Boxer Claressa Shields loses shot at world title over coronavirus

Sports: Claressa Shields, first American to win twin boxing Olympic golds in a row. Subject of next year’s movie “Flint Strong” starring Ice Cube.

Quickest male or female fighter to win three world titles, twice Individual Sportswoman of the Year, first woman to headline boxing on Showtime, Women’s Boxing Athlete of the Decade. Billie Jean King tweeted congratulations. She was set for her junior middleweight world title bout Saturday until clocked by CV’s TKO.

Promoter Dmitry Salita: “Forcing this champ to postpone that match, the progress she brought to the sport could erode. What’s the future of women’s sports if champions are kept from the spotlight?”

So, listen, if you only watch the Flintstones and don’t know who she is, not my problem.

Small-scale studio

Pronouncements: Jeffrey Katzenberg. Ran studios. Spielberg and Geffen were his DreamWorks SKG partners. But the world shrunk. Him, too. Now he runs small-screen Quibi for “quick bites.” Like Bill Murray, Chrissy Teigen, Christoph Waltz — on your phone.

The smart man says: “Movie theaters return. Businesses too. Offices will depend on what your job is, how closely packed in you are. Things must be rethought. We’ll find our way back to some version of that. Seeing people on Zoom’s not the same in a creative environment when you’re collaborating, pitching ideas, the pheromones, that ‘in the room’ chemistry just isn’t.”

So how does he look on Zoom?

A laugh, then, “Like I really truly am 69 years old.”

Reading’s rising

Literature: Enough reading bad news and binge-watching TV. Online book sales, e-books, actual books and audiobooks are up 25 percent since the lockdown.

Best-selling Nelson DeMille: “Even my backlist increased. In troubled times, people gravitate toward superheroes like in my John Corey novels. Authors work in lockdown anyway, so quarantining hasn’t changed my daytime routine.

“Far as I know, no one’s writing a novel about a pandemic. But next year, there will be lots of good stuff written during this isolation.”

Pol position

Politics: Andrew Yang. Itchy for fame or a job, the guy now wants to take Manhattan, The Bronx and Staten Island. Not making president, he’s scratching to be mayor. Failing that, he’ll maybe settle for alderman.

He studied at Columbia. Launched a company that, he said, “didn’t work out.” Then worked for a startup something. Then founded Venture for America, which created jobs in Baltimore (which has problems) and Detroit (which has problems) and now wants NYC, which also has problems.

Trust Mother. He’s gearing to grab City Hall — if Chirlane lets him.

Pen pal checks in

People: Scandals ago, Tama Janowitz circled every party. Her mouth was headlines. “Bratty frat pack author,” she poked us. Peed on us. Wrote “Slaves of New York” and “Scream: A Memoir of Glamour and Dysfunction.”

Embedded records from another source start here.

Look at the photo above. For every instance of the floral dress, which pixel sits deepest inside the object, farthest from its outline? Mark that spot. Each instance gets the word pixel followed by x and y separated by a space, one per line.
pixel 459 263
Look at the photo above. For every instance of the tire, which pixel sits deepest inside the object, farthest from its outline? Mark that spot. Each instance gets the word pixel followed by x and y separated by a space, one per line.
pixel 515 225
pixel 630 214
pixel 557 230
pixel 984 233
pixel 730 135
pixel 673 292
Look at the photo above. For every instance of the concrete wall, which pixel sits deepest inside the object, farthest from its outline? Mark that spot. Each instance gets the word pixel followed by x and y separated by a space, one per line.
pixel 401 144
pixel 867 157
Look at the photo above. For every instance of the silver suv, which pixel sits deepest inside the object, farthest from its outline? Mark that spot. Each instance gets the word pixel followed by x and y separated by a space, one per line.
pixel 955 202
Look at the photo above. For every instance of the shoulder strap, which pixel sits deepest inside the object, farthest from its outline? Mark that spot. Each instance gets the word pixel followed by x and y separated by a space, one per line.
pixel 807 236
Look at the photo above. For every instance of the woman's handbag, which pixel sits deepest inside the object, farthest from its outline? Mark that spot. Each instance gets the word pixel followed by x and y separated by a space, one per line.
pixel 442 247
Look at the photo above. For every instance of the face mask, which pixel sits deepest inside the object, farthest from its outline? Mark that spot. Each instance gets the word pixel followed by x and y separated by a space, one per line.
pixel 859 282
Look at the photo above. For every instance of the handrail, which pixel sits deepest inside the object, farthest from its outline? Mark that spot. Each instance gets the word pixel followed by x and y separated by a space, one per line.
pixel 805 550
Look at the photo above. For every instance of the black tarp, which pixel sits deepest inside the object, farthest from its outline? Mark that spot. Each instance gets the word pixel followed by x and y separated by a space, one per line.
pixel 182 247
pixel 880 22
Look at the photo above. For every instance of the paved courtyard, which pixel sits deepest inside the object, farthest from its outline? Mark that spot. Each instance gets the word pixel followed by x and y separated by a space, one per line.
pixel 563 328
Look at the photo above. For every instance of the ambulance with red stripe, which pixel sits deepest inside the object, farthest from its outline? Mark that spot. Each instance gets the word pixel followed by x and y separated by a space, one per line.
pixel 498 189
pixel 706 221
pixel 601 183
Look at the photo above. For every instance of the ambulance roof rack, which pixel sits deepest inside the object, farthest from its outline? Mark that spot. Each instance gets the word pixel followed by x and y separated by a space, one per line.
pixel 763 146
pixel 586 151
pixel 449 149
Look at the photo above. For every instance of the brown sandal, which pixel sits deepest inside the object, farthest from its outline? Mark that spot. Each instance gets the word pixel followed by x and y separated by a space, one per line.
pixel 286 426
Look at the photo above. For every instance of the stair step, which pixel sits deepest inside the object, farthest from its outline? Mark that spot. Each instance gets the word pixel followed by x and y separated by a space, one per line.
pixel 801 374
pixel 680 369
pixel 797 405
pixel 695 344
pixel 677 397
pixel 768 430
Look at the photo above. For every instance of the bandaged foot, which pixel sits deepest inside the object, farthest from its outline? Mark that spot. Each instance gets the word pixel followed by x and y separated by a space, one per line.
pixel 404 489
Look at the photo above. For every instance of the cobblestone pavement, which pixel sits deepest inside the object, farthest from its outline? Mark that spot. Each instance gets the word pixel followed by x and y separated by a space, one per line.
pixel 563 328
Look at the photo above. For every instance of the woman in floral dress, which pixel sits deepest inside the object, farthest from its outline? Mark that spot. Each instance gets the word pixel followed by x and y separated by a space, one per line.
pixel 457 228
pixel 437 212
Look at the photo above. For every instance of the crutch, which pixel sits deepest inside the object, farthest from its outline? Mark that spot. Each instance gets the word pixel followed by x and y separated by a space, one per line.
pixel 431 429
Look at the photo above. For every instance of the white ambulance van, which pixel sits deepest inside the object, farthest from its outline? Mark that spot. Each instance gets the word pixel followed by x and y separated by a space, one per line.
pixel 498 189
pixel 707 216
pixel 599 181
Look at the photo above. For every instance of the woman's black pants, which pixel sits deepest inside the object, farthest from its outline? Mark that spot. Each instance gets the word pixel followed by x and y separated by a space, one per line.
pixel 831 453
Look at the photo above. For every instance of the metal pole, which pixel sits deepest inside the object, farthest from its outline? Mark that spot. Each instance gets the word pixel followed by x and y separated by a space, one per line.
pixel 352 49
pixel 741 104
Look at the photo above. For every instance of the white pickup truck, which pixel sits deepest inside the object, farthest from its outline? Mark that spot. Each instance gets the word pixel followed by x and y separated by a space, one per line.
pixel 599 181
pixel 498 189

Today Tama says: “My life has not been easy for many years now. I left the city in 2012, have scarcely ever been back since.” Her handprinted letter is from a small village upstate.

New York is my religion. A devout New Yorker, I live, breathe and eat New York. And I feel for our yellow cabbies. Yes, the front seat often has a deli aroma. Their music’s from a far-off galaxy. They’re available except when it rains. Or will answer a hail with a middle finger out the window — and up. But they’re ours. Us. New Yorkers. When that industry had front-page problems, I chose to do positive stories. A fleet’s Mr. Rattner didn’t take my call. Didn’t return my call. I phoned again. Left my name. And message. And phone number. No call back.

Just saying that’s only in New York, kids, only in New York.